Cookies are essential for enhancing user experiences and driving personalised marketing. However, they come with stringent compliance requirements under the UK’s Privacy and Electronic Communications Regulations (PECR) and UK GDPR. To help organisations utilise cookies effectively and legally, this guide provides a comprehensive overview of what cookies are, the legal landscape, and best practices for compliance.

What Are Cookies?

Cookies are small data files that websites store on a user’s device, such as a computer, tablet, or smartphone, when they visit a site. These files contain information that helps websites remember a user’s actions or preferences (like language settings or login status) to improve their browsing experience.
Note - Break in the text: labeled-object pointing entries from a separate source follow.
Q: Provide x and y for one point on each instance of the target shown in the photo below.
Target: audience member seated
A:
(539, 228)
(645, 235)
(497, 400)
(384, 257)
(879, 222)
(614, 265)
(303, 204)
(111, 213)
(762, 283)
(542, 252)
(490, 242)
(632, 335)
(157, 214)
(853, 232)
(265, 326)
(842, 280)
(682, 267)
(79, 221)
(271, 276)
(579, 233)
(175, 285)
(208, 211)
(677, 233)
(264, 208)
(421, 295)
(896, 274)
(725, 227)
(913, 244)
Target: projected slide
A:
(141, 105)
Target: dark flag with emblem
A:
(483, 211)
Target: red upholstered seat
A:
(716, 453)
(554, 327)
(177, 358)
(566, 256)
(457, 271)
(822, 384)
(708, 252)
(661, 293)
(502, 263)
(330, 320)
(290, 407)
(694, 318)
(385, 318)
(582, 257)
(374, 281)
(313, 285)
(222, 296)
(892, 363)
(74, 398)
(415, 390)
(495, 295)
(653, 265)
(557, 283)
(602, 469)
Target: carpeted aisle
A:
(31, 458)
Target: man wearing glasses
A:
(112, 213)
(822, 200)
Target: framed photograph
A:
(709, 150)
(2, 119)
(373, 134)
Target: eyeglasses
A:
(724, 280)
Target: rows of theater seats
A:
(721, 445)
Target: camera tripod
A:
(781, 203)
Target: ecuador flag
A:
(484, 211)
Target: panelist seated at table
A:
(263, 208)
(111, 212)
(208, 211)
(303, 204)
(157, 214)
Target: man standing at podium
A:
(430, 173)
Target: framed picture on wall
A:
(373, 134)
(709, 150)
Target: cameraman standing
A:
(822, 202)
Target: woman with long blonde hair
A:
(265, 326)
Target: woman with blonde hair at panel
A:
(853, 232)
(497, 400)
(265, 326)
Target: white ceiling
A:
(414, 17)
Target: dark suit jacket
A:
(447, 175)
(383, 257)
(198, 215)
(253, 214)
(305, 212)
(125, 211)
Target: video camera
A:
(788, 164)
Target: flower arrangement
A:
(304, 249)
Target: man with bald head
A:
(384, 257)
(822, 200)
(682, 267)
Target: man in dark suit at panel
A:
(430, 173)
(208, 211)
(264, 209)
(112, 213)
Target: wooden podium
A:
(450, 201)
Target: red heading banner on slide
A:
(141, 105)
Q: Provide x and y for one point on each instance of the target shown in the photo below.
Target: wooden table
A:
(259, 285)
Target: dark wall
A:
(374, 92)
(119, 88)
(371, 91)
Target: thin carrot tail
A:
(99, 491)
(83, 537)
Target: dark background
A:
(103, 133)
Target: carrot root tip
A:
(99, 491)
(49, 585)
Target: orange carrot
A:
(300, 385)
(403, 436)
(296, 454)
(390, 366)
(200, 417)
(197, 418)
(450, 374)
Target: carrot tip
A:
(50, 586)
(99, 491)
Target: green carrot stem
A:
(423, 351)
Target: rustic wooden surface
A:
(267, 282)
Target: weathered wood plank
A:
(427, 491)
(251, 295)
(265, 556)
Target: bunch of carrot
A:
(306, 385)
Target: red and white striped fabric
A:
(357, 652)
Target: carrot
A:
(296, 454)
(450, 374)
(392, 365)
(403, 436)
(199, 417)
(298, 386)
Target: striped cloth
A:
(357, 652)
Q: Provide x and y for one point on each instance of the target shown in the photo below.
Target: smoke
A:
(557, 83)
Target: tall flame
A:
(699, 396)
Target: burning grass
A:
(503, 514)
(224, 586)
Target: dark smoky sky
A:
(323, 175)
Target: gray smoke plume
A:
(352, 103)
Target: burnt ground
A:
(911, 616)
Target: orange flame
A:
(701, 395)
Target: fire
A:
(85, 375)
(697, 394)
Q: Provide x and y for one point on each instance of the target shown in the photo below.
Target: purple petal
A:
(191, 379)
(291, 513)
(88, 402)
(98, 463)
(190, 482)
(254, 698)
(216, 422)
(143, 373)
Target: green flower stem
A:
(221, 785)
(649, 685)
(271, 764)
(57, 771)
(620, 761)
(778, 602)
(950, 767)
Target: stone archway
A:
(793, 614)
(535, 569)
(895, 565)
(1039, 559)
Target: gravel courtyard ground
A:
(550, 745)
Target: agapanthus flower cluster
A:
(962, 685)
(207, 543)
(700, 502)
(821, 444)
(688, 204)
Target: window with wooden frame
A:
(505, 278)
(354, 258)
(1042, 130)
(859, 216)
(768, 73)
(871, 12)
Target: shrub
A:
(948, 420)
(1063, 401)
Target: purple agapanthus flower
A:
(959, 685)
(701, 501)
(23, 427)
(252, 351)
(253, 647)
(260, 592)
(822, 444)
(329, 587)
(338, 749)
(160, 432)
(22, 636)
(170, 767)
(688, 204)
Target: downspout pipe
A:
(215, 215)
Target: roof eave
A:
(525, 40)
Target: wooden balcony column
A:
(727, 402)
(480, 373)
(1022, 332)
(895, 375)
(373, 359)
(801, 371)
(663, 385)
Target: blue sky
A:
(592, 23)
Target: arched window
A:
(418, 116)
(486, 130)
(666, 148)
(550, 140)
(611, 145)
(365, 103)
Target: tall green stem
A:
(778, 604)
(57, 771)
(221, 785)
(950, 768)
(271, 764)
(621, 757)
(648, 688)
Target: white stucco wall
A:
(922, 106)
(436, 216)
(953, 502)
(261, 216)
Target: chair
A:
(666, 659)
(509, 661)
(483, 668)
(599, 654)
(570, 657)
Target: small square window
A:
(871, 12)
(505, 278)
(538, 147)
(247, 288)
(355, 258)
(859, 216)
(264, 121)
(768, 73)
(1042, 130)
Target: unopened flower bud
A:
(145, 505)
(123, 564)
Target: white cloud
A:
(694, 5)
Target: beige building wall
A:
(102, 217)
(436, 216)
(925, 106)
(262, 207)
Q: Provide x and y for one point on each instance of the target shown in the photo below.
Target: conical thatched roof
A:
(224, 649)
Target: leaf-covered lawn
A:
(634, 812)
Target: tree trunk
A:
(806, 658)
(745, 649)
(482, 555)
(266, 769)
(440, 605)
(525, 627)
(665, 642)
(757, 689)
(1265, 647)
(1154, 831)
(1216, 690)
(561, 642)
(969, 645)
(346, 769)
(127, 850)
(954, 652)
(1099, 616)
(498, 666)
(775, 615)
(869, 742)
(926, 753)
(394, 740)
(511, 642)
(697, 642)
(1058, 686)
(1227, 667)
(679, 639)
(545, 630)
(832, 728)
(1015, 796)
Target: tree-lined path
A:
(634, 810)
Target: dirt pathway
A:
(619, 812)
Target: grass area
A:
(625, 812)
While cookies are most commonly used, other tracking technologies like pixel tags, MAC addresses, and device fingerprints work in a similar way to help websites identify unique users, track their interactions, and tailor content to individual preferences. Essentially, cookies and these identifiers streamline user experiences and help websites understand how visitors engage with their content.

Key Rules on Cookies: PECR and UK GDPR

In the UK, there are two main regulations to keep in mind when using cookies: PECR (Privacy and Electronic Communications Regulations) and the UK GDPR. PECR deals with cookie storage and access on user devices, while the UK GDPR applies when cookies process personal data. Here’s a simple overview of how these two frameworks work together for cookie compliance:

• PECR Compliance First: Under PECR, organisations must inform users about the cookies they use and obtain their consent before storing non-essential cookies. Essential cookies, which are crucial for basic website functionality (like keeping a user logged in while they browse), are an exception and don’t require consent. However, websites must still inform users about these cookies.
• UK GDPR Requirements for Personal Data: When cookies collect personal data—like login credentials, device identifiers, or tracking data that can identify someone—UK GDPR standards for data protection apply. Cookies that store information enabling user identification (such as those tracking behaviour or retaining login details) fall under the UK GDPR’s requirements, which include handling and protecting data responsibly.

Tip: To ensure compliance, first confirm that your cookie practices align with PECR guidelines, as this sets the foundation. Then, if cookies handle personal data, apply the UK GDPR’s data protection standards to address privacy considerations.

Understanding Consent for Cookies

For cookies, consent under PECR must align with the high standards set by the UK GDPR. This means that obtaining user consent needs to meet specific conditions to ensure users have control and clarity about their choices. Here’s what constitutes valid cookie consent:

Freely Given: Users should have a genuine choice, meaning they aren’t pressured or misled into accepting cookies.

Specific: Consent must be collected for each specific purpose. For instance, analytical cookies and advertising cookies should be separated, allowing users to choose which types they permit.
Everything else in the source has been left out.